26.7.16

O grande jogo na pátria dos sultões



«A tentativa de golpe de Estado na Turquia destapou diferentes interesses que concorrem entre si. E que têm que ver com o futuro da Turquia e também do Médio Oriente.

Ponte entre o Ocidente e o Oriente, a Turquia vive a ressaca da tentativa falhada de golpe militar. Que embateu frontalmente contra a resistência popular nas ruas. Mas agora as questões são outras: até onde irá a purga massiva de "gulenistas" que está a ser seguida nos sectores militar, da educação e da justiça? Até onde irá o braço-de-ferro entre os Estados Unidos e a Turquia por causa do pedido de extradição do clérigo Fetullah Gulen? E como irá funcionar a base aérea de Incirlik, fundamental para a força aérea americana actuar na Síria contra o Daesh? Todas as questões acabam por estar interligadas e a resolução de qualquer delas terá fortes implicações nas outras. Isto num momento delicado no Médio Oriente. A detenção do comandante da base de Incirlik, o general Bekir Ercan Van e dos seus mais directos subordinados, demonstra a área sensível onde tudo se move. Erdogan também já disse que seria um "grave erro" dos EUA se não extraditassem Gulen. Para já ninguém diz que há uma ligação directa entre a utilização de Incirlik e a extradição de Gulen, mas tudo indica o contrário. Só que muito dificilmente os EUA extraditarão Gulen, algo que a não acontecer acabará por ferir o orgulho de Erdogan. Afinal Gulen (e a sua teia de interesses e actividades) tem sido um valor seguro da "inteligência" americana nas últimas décadas. Há quem refira que Israel também tem interesses neste complexo caso: desconfia das relações de Erdogan com o Hamas e deseja a criação de um estado curdo.

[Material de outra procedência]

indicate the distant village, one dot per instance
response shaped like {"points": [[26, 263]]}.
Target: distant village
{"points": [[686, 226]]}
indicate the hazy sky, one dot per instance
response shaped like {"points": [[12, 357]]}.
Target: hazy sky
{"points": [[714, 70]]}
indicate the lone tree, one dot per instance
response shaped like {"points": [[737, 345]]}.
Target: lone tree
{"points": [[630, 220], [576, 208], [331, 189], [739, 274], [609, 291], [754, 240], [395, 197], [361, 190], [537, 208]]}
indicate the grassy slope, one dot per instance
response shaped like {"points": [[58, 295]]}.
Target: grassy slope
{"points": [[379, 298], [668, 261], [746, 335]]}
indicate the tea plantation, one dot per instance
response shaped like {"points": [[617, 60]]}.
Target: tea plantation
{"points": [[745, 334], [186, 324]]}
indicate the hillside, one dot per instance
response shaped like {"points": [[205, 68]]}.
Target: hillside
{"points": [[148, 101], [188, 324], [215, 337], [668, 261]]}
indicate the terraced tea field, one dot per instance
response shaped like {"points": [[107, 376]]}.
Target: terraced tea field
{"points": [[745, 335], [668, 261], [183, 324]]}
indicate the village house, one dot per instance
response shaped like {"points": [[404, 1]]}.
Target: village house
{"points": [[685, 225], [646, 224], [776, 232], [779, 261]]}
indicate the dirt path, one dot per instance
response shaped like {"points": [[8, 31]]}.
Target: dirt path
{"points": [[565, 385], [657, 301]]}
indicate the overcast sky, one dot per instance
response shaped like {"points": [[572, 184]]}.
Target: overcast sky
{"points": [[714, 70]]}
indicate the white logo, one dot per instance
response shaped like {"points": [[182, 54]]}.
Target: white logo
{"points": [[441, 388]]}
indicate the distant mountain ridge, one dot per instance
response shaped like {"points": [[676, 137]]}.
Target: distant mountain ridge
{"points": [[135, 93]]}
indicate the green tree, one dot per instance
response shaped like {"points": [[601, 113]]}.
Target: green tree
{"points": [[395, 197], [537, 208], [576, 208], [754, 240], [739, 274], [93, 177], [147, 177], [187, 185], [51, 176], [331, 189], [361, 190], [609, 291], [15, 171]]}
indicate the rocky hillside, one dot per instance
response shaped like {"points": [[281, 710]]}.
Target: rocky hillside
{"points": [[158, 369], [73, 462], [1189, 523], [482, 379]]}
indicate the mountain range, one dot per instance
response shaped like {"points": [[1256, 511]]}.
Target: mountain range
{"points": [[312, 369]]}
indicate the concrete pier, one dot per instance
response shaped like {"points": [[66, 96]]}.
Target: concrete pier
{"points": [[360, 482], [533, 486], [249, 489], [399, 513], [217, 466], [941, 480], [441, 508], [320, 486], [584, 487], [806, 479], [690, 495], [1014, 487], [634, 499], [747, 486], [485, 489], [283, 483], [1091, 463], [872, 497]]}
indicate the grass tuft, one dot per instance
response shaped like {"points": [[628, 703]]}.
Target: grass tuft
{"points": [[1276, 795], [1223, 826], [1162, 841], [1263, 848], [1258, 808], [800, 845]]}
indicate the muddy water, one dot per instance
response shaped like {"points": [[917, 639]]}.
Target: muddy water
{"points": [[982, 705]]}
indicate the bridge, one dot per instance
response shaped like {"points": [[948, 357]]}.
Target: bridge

Por outro lado, é também curiosa a posição da Arábia Saudita em tudo isto: Riade abriu recentemente um consulado em Erbil (Curdistão) e um artigo no diário saudita "Asharq Al-Awsat" (propriedade do príncipe Faisal, filho do rei Salman) referia que Erdogan poderia ser removido do poder se continuasse a pressionar pela extradição de Gulen (que terá também fortes ligações à família real saudita). Riade também está nervosa por Erdogan estar a aproximar-se do Irão (e ter voltado a encontrar ligações com a Rússia). Alguns analistas consideram que a "destruição do círculo Gulen" poderá ser usado pelos poderes ocidentais para isolarem Erdogan. Só que o Ocidente não pode isolar a Turquia, já que a NATO depende muito dela na zona Sul. Ou seja, há um grande jogo de xadrez político e militar a ser travado entre diferentes actores. E onde nem todos os interesses são muitos claros. Seja como for, a Turquia é, neste momento, um país crucial para toda a política futura no Médio Oriente (e mesmo na Europa). E Erdogan sabe isso.»